Remote work wasn’t just convenient—it worked for my life. I could focus, collaborate, and grow in my career without needing to be physically in an office. It gave me structure without suffocation, flexibility without chaos. And it made me rethink everything I thought I knew about what my career had to look like.
Work Didn’t Change—But I Did
At first, it felt like the entire working world was shifting—companies were embracing remote work, rethinking flexibility, and actually talking about burnout in ways that weren’t just performative. Here’s a deeper dive into what remote work looks like in 2025. But looking back, I realize it wasn’t just work that was changing.
I was changing.
I had always treated my career like a checklist—get the degree, land the job, work hard, move up. But remote work gave me the space to step back and ask questions I had never really considered:
What does career satisfaction actually look like for me?
What are my personal and professional values, and do they align with the work I’m doing?

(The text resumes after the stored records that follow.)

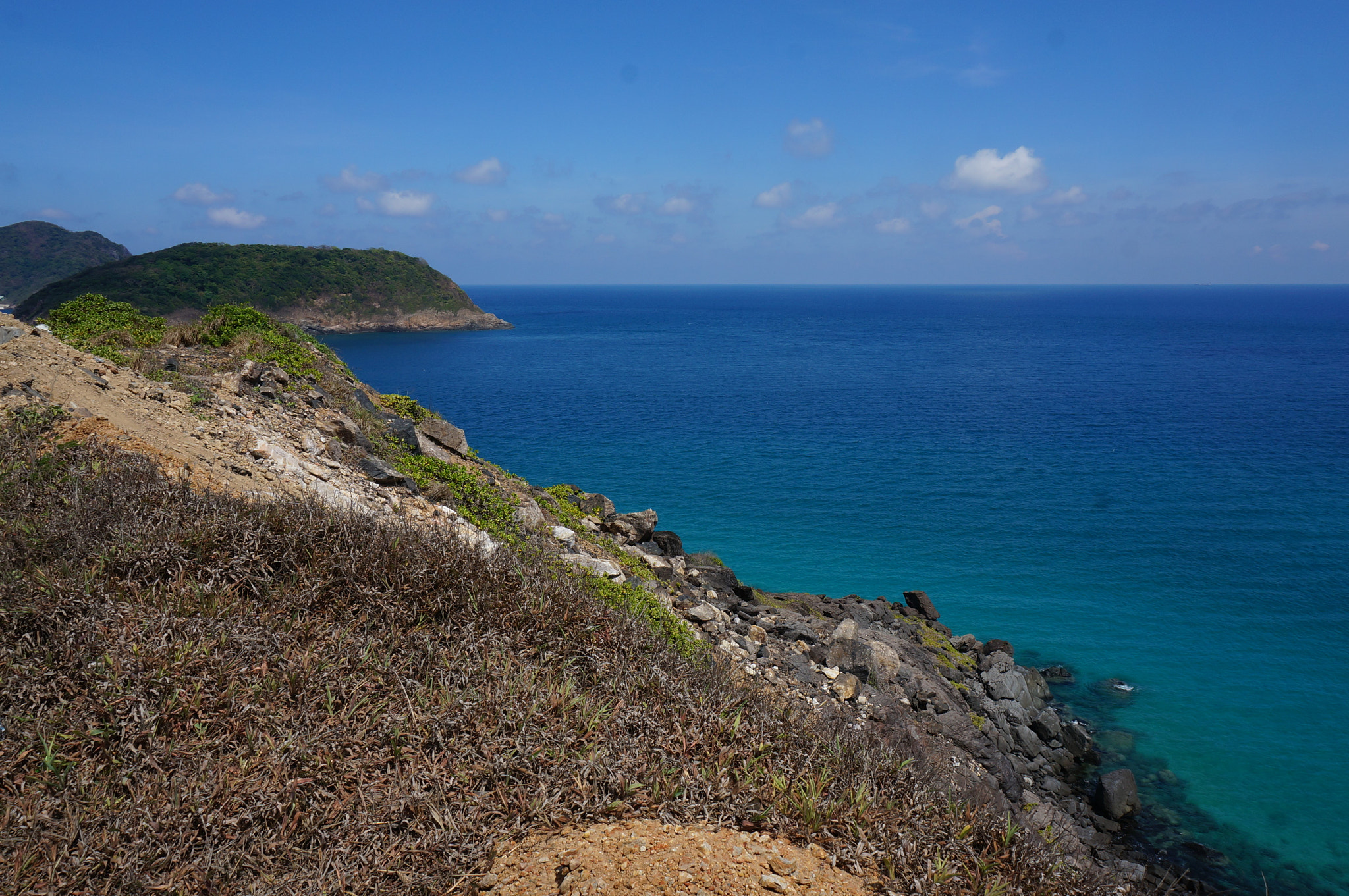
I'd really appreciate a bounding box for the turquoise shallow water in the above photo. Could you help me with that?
[331,287,1349,893]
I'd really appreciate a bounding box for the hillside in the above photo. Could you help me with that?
[0,221,131,306]
[0,299,1211,896]
[15,242,511,333]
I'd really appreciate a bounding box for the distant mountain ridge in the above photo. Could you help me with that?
[0,221,131,305]
[15,242,511,333]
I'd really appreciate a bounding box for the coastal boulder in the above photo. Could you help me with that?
[825,636,901,686]
[599,506,655,543]
[576,492,615,517]
[651,531,684,556]
[417,417,470,457]
[356,457,403,485]
[904,591,942,623]
[1091,768,1143,820]
[1031,709,1063,741]
[694,566,740,597]
[979,668,1036,709]
[511,496,545,528]
[1059,722,1091,757]
[314,411,362,444]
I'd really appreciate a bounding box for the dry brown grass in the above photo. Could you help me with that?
[0,417,1103,895]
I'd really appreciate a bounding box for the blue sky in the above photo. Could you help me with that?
[0,0,1349,283]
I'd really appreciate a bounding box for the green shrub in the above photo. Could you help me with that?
[379,395,440,423]
[190,305,350,380]
[586,575,707,658]
[688,551,726,566]
[47,292,167,365]
[543,484,587,532]
[394,454,515,540]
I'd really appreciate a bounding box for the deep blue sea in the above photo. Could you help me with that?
[321,287,1349,895]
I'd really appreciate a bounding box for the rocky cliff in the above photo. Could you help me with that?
[0,316,1203,893]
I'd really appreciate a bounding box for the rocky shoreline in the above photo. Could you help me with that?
[541,506,1217,893]
[0,319,1235,893]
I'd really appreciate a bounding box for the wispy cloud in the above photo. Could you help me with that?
[786,202,843,230]
[655,196,698,214]
[955,62,1008,88]
[454,156,510,184]
[322,165,389,193]
[1040,186,1090,205]
[595,193,649,214]
[173,182,234,205]
[754,180,792,209]
[947,147,1045,193]
[356,190,436,219]
[783,119,834,159]
[955,205,1006,237]
[875,219,913,233]
[206,206,267,230]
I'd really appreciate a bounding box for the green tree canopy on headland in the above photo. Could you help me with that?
[16,242,478,318]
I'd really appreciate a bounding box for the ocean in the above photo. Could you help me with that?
[328,286,1349,895]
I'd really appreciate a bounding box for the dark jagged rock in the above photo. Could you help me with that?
[904,591,942,623]
[983,637,1016,656]
[651,531,688,556]
[1091,768,1143,820]
[417,417,468,456]
[599,506,657,544]
[576,492,617,517]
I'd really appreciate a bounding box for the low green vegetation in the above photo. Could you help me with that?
[47,292,167,365]
[166,305,350,379]
[394,454,518,540]
[543,484,587,532]
[586,575,707,658]
[0,398,1106,896]
[379,395,440,423]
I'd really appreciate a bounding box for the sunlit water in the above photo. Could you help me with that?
[331,287,1349,893]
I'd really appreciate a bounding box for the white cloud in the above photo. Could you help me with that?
[788,202,843,230]
[206,206,267,230]
[956,62,1006,88]
[1040,187,1089,205]
[454,156,510,183]
[754,180,792,209]
[595,193,646,214]
[783,119,834,159]
[173,183,234,205]
[534,211,572,236]
[947,147,1044,193]
[322,165,389,193]
[367,190,436,219]
[955,205,1006,237]
[657,196,695,214]
[919,199,951,220]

Am I just going with the flow, or am I actively shaping my career in a way that works for me?
For the first time, I wasn’t just focused on getting to the next thing—I was focused on figuring out whether that next thing actually aligned with what I wanted. And that shift in thinking changed everything.
Because after years of following a path that I thought I should be on, I finally started to realize I have more agency over my career than I ever gave myself credit for.
Where I Am Now
Today, I work 100% remotely in operations and project management for a large non-profit organization. I’ve recently been promoted, and for the first time, I feel like I’m not just checking boxes—I’m actually shaping the kind of career that fits me.
Remote work gave me flexibility. But more than that, it gave me the space to redefine success for myself.
💭 What about you? How has remote work changed the way you see your career? Let’s talk.
I work remotely and I kind of love it. Thanks for sharing your post!